The Joint United Nations Programme on HIV/AIDS (UNAIDS) says condom distribution in Nigeria dropped by 55 per cent over the past year, raising concerns about rising vulnerabilities and stalled progress in HIV prevention.
The warning came during the launch of the 2025 World AIDS Day report, “Overcoming Disruption, Transforming the AIDS Response,” where UNAIDS said the global HIV response is experiencing its worst setback in decades.
According to the report, HIV prevention, testing and community-led programmes have been severely disrupted across multiple countries, with 13 nations recording declines in the number of people newly initiated on treatment.
UNAIDS also revealed that an estimated 450,000 women in sub-Saharan Africa lost access to “mother mentors”—trusted community health workers who link pregnant women to HIV care and prevention services.
The agency attributed the disruptions to abrupt funding cuts and a worsening human rights environment, which have destabilized prevention and treatment efforts worldwide.
“The funding crisis has exposed the fragility of the progress we fought so hard to achieve,” UNAIDS Executive Director, Winnie Byanyima, said during the launch in Geneva.
“Behind every data point in this report are people—babies missed for HIV screening, young women cut off from prevention support, and communities suddenly left without services and care. We cannot abandon them,” she added.
UNAIDS noted that adolescent girls and young women were already disproportionately affected before the current crisis, with 570 new HIV infections occurring daily among females aged 15 to 24 in sub-Saharan Africa.
“This is our moment to choose,” Byanyima said. “We can allow these shocks to undo decades of hard-won gains, or we can unite behind the shared vision of ending AIDS. Millions of lives depend on the choices we make today.”
The report also shows that community-led organizations—the backbone of global HIV outreach—are under significant pressure, with more than 60 per cent of women-led groups reporting that they have had to suspend essential services.
UNAIDS modelling suggests that failure to restore prevention programmes could result in an additional 3.3 million new HIV infections between 2025 and 2030.
The agency further highlighted a steep decline in international assistance, citing OECD projections that external health funding could drop by 30 to 40 per cent in 2025 compared with 2023.
“The impact has been immediate and severe, especially in low- and middle-income countries highly affected by HIV,” the report warned.

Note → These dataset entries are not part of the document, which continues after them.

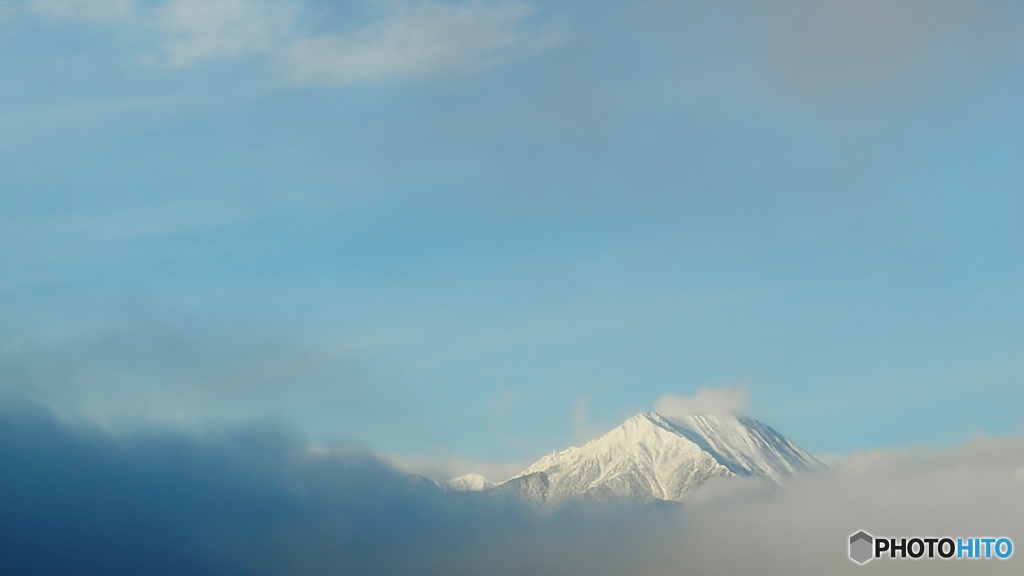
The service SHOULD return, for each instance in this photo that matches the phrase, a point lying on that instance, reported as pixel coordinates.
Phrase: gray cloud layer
(79, 501)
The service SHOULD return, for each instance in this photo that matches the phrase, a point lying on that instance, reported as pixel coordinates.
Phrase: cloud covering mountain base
(75, 500)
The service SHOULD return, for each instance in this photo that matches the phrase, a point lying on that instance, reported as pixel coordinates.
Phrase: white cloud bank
(723, 400)
(411, 40)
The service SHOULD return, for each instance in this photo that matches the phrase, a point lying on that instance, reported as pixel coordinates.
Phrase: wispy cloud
(77, 500)
(718, 400)
(415, 40)
(420, 40)
(96, 11)
(199, 30)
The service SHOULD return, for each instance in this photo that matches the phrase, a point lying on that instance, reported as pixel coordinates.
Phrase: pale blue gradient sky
(488, 230)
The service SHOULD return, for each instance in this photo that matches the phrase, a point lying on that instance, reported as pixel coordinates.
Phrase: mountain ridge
(654, 457)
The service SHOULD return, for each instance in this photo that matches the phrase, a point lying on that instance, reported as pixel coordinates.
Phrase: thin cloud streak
(412, 41)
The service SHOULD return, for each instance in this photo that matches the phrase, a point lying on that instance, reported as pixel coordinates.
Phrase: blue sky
(488, 230)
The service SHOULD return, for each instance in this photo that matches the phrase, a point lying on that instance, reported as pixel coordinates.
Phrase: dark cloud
(77, 500)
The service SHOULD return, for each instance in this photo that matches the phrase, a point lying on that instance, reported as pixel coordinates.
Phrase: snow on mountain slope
(469, 483)
(654, 457)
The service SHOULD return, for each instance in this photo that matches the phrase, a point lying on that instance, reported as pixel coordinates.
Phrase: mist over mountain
(655, 457)
(80, 500)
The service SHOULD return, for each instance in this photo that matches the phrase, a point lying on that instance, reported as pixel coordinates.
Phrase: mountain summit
(655, 457)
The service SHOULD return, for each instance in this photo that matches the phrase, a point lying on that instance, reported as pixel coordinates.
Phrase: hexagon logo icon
(860, 547)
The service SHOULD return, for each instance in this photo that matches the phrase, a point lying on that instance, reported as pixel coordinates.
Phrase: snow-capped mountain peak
(655, 457)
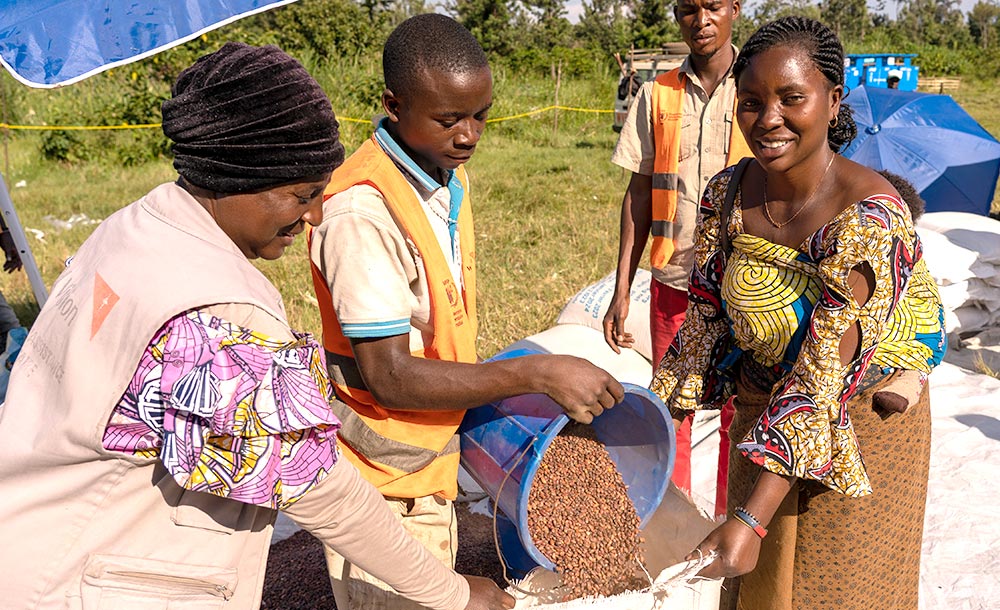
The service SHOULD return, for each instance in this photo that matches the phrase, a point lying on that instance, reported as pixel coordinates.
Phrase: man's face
(439, 123)
(706, 25)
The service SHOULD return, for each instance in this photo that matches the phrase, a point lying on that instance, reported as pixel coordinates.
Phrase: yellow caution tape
(340, 118)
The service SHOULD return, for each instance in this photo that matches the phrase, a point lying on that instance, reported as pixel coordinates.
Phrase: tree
(983, 21)
(653, 24)
(847, 18)
(490, 21)
(546, 20)
(605, 25)
(934, 22)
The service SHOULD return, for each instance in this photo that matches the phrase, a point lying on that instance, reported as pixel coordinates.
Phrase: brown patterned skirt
(824, 550)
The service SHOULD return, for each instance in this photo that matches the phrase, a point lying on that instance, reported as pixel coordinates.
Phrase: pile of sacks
(963, 255)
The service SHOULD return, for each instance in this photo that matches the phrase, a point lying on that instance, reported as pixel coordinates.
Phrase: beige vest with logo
(82, 527)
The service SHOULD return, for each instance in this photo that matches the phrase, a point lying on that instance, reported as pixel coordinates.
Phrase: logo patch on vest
(104, 301)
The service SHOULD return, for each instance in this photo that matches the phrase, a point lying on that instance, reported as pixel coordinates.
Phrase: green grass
(546, 204)
(978, 98)
(546, 201)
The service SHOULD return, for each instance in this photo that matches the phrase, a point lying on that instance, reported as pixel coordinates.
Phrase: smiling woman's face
(785, 106)
(263, 223)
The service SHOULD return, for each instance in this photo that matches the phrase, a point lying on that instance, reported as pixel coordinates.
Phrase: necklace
(767, 213)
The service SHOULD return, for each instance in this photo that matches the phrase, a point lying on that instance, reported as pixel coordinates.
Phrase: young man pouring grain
(394, 272)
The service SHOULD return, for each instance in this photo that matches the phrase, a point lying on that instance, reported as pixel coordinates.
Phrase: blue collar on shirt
(455, 191)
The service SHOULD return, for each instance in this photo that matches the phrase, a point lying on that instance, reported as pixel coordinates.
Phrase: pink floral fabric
(229, 411)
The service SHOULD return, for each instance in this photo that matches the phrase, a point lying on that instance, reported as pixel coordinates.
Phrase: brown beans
(581, 518)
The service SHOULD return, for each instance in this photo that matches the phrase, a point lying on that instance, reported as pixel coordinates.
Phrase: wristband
(750, 521)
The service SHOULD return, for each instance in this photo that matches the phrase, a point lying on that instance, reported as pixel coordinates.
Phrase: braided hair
(823, 48)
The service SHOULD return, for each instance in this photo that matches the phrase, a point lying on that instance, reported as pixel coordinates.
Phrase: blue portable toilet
(874, 70)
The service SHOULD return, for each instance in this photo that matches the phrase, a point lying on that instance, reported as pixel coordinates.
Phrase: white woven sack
(588, 343)
(676, 587)
(674, 529)
(980, 234)
(948, 262)
(588, 307)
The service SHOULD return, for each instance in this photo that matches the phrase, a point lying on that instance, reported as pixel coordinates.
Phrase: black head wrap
(245, 118)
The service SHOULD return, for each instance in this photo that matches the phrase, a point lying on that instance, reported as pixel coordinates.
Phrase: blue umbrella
(46, 43)
(929, 140)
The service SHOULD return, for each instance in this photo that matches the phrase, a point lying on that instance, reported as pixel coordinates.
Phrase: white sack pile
(674, 529)
(587, 308)
(963, 255)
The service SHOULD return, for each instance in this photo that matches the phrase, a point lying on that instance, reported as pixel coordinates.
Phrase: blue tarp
(931, 141)
(46, 43)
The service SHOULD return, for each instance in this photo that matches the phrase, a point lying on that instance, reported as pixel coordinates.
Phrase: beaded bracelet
(749, 520)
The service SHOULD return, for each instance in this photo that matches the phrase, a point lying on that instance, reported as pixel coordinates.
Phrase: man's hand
(13, 262)
(738, 547)
(583, 390)
(614, 324)
(485, 595)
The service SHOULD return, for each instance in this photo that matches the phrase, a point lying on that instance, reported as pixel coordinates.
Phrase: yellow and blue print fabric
(788, 309)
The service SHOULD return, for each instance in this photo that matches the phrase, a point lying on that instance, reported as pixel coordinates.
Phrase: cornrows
(823, 48)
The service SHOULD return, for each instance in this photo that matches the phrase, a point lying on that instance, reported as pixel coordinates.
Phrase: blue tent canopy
(951, 160)
(47, 43)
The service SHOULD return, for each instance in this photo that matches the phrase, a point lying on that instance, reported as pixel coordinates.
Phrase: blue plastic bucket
(503, 443)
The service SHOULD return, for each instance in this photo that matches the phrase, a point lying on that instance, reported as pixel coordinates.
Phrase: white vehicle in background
(639, 66)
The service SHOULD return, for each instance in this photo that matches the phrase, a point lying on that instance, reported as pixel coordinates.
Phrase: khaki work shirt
(705, 129)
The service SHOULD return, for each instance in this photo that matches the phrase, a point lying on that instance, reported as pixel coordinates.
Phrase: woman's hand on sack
(485, 595)
(737, 546)
(614, 324)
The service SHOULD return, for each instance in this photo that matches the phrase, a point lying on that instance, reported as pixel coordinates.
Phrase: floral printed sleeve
(687, 378)
(806, 431)
(229, 411)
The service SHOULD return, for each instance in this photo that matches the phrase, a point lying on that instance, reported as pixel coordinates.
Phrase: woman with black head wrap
(162, 410)
(810, 299)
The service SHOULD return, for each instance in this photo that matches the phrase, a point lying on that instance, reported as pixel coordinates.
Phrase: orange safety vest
(406, 454)
(667, 111)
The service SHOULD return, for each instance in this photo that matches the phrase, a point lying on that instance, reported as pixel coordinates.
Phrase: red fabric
(722, 478)
(666, 313)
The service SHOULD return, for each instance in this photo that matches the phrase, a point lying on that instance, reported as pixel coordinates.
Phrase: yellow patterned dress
(778, 314)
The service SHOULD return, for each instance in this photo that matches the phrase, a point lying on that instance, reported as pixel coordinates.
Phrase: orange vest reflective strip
(667, 112)
(404, 454)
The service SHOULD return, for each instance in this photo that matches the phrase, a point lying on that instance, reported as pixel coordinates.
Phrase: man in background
(678, 134)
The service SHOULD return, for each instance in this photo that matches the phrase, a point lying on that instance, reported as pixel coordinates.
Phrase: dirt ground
(296, 570)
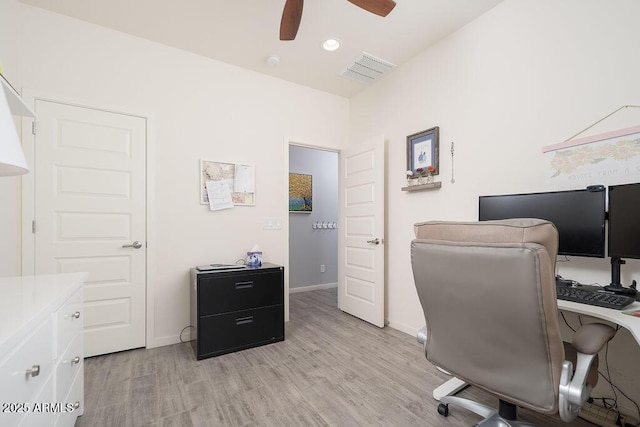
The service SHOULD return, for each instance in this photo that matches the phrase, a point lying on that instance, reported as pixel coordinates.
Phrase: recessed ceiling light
(331, 45)
(273, 60)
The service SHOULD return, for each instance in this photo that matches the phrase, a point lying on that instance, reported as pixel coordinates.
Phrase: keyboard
(591, 297)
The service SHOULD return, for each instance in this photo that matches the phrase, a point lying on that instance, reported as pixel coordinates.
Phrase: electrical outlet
(598, 415)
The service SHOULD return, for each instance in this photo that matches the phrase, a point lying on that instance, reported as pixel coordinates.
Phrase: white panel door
(361, 242)
(90, 196)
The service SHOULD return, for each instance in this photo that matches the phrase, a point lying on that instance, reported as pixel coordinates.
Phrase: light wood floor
(331, 370)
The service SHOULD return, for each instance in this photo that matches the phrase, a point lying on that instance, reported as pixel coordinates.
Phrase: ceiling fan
(292, 14)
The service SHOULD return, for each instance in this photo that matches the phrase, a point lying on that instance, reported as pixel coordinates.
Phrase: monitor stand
(615, 285)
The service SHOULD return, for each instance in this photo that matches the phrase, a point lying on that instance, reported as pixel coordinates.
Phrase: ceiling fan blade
(291, 17)
(379, 7)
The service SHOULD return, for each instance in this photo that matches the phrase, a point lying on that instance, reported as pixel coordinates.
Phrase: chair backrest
(488, 294)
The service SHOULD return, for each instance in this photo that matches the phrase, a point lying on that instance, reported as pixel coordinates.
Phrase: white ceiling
(246, 32)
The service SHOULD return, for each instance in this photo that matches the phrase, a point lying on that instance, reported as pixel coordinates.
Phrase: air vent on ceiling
(367, 68)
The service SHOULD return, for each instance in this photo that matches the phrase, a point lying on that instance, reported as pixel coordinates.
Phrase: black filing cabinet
(234, 310)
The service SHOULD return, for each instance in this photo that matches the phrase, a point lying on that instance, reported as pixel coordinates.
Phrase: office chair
(488, 294)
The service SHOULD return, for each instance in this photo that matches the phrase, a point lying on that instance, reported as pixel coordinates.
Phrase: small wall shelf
(420, 187)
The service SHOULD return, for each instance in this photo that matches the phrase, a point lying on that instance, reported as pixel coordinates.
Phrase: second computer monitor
(579, 216)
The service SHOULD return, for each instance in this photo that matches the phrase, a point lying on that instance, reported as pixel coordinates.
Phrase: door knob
(134, 245)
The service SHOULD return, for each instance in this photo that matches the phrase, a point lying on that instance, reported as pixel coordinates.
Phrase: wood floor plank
(332, 370)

UNAIDS urged world leaders to reaffirm global solidarity, uphold multilateral commitments—including those made at the recent G20 Leaders Summit in South Africa—and increase HIV funding for nations most dependent on external support.
The agency also called for stronger investments in innovation, including affordable long-acting prevention tools, and renewed efforts to uphold human rights and empower communities, which it described as central to an effective global HIV response.